为什么TF-IDF的值与IDF_不同? [英] Why is the value of TF-IDF different from IDF_?
问题描述
为什么矢量化语料库的值与通过idf_
属性获得的值不同? idf_
属性是否不应该以与矢量化语料库中出现的相同方式返回文档反向频率(IDF)?
Why is the value of the vectorized corpus different from the value obtained through the idf_
attribute? Should not the idf_
attribute just return the inverse document frequency (IDF) in the same way it appears in the corpus vectorized?
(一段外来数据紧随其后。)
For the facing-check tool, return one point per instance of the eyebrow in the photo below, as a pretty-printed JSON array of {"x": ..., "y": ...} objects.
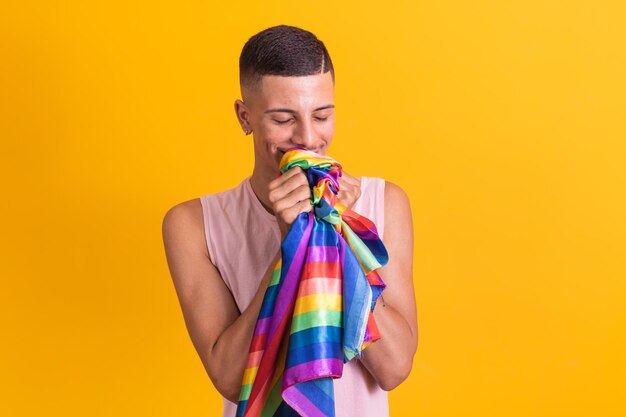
[{"x": 328, "y": 106}]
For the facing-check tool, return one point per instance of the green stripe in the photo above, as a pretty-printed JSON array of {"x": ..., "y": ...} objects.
[
  {"x": 274, "y": 400},
  {"x": 363, "y": 253},
  {"x": 316, "y": 318},
  {"x": 245, "y": 392},
  {"x": 275, "y": 277}
]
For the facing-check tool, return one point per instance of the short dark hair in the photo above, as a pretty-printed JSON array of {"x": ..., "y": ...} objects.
[{"x": 283, "y": 50}]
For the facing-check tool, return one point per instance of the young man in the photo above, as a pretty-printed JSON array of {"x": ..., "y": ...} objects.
[{"x": 222, "y": 248}]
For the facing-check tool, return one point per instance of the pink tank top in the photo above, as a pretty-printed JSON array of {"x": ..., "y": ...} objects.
[{"x": 242, "y": 239}]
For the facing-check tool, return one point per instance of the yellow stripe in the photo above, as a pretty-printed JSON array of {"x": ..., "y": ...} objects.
[
  {"x": 315, "y": 302},
  {"x": 249, "y": 375}
]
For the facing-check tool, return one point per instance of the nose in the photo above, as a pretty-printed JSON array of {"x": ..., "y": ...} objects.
[{"x": 305, "y": 135}]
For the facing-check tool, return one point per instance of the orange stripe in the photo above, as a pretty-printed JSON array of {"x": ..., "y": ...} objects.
[
  {"x": 321, "y": 269},
  {"x": 319, "y": 286},
  {"x": 254, "y": 359}
]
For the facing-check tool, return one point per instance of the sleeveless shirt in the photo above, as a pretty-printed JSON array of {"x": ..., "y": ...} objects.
[{"x": 243, "y": 237}]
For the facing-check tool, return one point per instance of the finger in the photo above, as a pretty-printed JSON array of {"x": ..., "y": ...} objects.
[
  {"x": 277, "y": 182},
  {"x": 293, "y": 198},
  {"x": 279, "y": 192}
]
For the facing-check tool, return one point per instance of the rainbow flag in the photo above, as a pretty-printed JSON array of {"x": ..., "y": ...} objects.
[{"x": 316, "y": 313}]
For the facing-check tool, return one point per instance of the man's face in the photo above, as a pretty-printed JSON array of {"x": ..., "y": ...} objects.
[{"x": 290, "y": 111}]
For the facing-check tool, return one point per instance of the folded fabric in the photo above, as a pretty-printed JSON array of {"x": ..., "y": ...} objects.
[{"x": 316, "y": 313}]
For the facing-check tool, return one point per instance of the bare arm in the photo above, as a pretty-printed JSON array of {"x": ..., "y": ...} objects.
[
  {"x": 390, "y": 359},
  {"x": 220, "y": 335}
]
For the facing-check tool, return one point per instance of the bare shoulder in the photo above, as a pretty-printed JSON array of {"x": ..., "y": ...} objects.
[
  {"x": 396, "y": 200},
  {"x": 183, "y": 224}
]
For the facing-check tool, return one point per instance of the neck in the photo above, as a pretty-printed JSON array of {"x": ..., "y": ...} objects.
[{"x": 259, "y": 181}]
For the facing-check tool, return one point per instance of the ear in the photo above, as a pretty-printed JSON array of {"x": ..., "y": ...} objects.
[{"x": 243, "y": 116}]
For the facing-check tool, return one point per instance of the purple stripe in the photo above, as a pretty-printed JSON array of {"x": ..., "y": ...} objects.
[
  {"x": 301, "y": 404},
  {"x": 323, "y": 254},
  {"x": 313, "y": 369}
]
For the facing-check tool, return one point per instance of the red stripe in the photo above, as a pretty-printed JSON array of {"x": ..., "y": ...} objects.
[{"x": 321, "y": 270}]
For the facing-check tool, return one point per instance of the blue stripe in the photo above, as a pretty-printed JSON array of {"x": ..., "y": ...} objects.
[
  {"x": 314, "y": 351},
  {"x": 318, "y": 396},
  {"x": 322, "y": 334}
]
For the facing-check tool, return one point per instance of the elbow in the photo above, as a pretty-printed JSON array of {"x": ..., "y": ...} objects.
[
  {"x": 395, "y": 376},
  {"x": 227, "y": 389},
  {"x": 225, "y": 381}
]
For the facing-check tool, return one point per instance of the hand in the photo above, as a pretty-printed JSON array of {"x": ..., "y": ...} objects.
[
  {"x": 349, "y": 189},
  {"x": 290, "y": 195}
]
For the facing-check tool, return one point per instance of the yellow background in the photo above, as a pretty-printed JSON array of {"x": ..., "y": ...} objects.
[{"x": 504, "y": 121}]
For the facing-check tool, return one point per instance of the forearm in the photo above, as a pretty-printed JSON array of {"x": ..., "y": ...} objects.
[
  {"x": 390, "y": 358},
  {"x": 227, "y": 358}
]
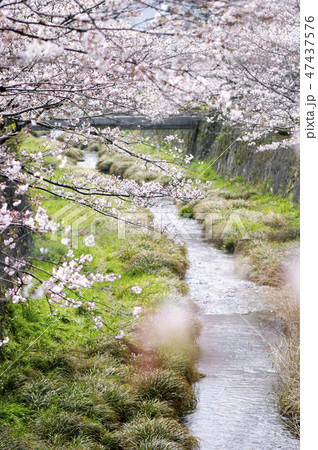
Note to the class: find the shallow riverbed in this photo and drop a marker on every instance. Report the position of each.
(236, 398)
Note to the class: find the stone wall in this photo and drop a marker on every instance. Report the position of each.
(276, 169)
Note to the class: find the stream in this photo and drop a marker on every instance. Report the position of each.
(236, 398)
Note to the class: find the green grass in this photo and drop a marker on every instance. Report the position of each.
(65, 384)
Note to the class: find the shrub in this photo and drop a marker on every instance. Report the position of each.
(187, 211)
(155, 433)
(151, 262)
(165, 385)
(69, 425)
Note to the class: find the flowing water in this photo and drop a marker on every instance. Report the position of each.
(236, 398)
(236, 408)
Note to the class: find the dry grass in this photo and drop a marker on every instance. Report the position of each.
(288, 360)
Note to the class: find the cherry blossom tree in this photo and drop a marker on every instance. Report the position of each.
(237, 61)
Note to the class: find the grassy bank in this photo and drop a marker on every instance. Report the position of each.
(262, 230)
(65, 384)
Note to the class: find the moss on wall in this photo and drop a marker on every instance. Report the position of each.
(278, 170)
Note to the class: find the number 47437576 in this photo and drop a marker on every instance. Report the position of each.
(310, 51)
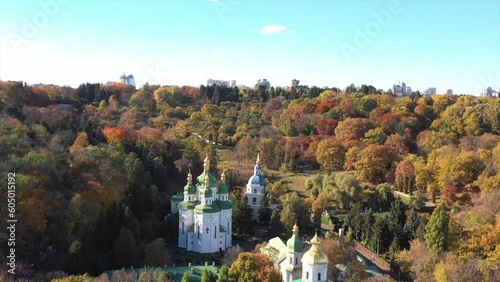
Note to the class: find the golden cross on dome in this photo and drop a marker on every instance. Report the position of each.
(206, 164)
(190, 177)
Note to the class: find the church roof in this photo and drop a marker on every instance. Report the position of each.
(189, 189)
(295, 244)
(314, 256)
(257, 179)
(224, 205)
(177, 198)
(185, 205)
(201, 179)
(223, 188)
(202, 208)
(206, 172)
(277, 244)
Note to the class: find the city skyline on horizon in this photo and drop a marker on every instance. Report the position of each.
(380, 43)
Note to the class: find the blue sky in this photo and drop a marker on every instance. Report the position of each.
(443, 44)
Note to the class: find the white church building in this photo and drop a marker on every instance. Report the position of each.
(293, 263)
(256, 187)
(205, 213)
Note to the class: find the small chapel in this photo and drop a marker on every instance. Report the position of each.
(205, 213)
(256, 188)
(293, 263)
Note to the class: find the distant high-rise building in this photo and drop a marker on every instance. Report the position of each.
(488, 92)
(401, 90)
(430, 91)
(397, 90)
(263, 82)
(228, 83)
(127, 79)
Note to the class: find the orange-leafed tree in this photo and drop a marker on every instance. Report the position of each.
(81, 141)
(119, 133)
(405, 176)
(326, 126)
(253, 267)
(353, 128)
(34, 206)
(330, 154)
(373, 164)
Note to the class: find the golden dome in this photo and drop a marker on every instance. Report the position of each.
(314, 256)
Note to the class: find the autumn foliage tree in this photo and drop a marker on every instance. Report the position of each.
(405, 176)
(374, 162)
(253, 267)
(330, 154)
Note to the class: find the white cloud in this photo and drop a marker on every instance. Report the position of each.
(273, 29)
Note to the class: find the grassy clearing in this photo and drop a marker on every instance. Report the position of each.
(295, 181)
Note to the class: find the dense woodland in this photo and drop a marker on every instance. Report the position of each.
(96, 167)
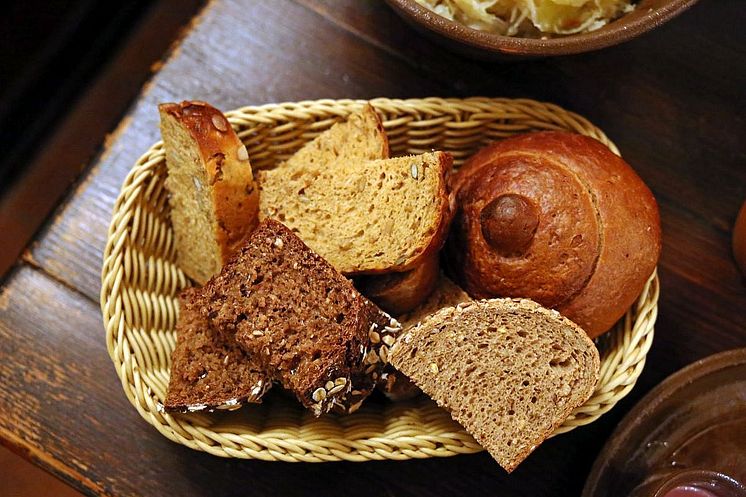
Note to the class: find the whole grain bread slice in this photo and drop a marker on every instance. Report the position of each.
(364, 217)
(509, 371)
(300, 320)
(393, 383)
(208, 370)
(213, 199)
from sklearn.feature_extraction.text import TfidfVectorizer
corpus = ["This is very strange",
"This is very nice"]
vectorizer = TfidfVectorizer()
corpus = vectorizer.fit_transform(corpus)
print(corpus)
Corpus向量化:
Corpus vectorized:
(0, 2) 0.6300993445179441
(0, 4) 0.44832087319911734
(0, 0) 0.44832087319911734
(0, 3) 0.44832087319911734
(1, 1) 0.6300993445179441
(1, 4) 0.44832087319911734
(1, 0) 0.44832087319911734
(1, 3) 0.44832087319911734
词汇和idf_
值:
print(dict(zip(vectorizer.vocabulary_, vectorizer.idf_)))
输出:
{'this': 1.0,
'is': 1.4054651081081644,
'very': 1.4054651081081644,
'strange': 1.0,
'nice': 1.0}
词汇量索引:
print(vectorizer.vocabulary_)
输出:
{'this': 3,
'is': 0,
'very': 4,
'strange': 2,
'nice': 1}
为什么在语料库中单词this
的IDF值是0.44
,而通过idf_
获得的1.0
是1.0
呢?
Why is the IDF value of the word this
is 0.44
in the corpus and 1.0
when obtained by idf_
?
推荐答案
这是由于l2
规范化,默认情况下在TfidfVectorizer()
中应用.
如果将norm
参数设置为None
,则将获得与idf_
相同的值.
This is because of l2
normalization, which is applied by default in TfidfVectorizer()
.
If you set the norm
param as None
, you will get the same values as idf_
.
>>> vectorizer = TfidfVectorizer(norm=None)
#output
(0, 2) 1.4054651081081644
(0, 4) 1.0
(0, 0) 1.0
(0, 3) 1.0
(1, 1) 1.4054651081081644
(1, 4) 1.0
(1, 0) 1.0
(1, 3) 1.0
此外,计算功能的相应idf值的方法是错误的,因为dict
不会保留顺序.
Also, your way to computing the feature's corresponding idf values is wrong because dict
does not preserve the order.
使用:
>>>> print(dict(zip(vectorizer.get_feature_names(), vectorizer.idf_)))
{'is': 1.0,
'nice': 1.4054651081081644,
'strange': 1.4054651081081644,
'this': 1.0,
'very': 1.0}
这篇关于为什么TF-IDF的值与IDF_不同?的文章就介绍到这了,希望我们推荐的答案对大家有所帮助,也希望大家多多支持IT屋!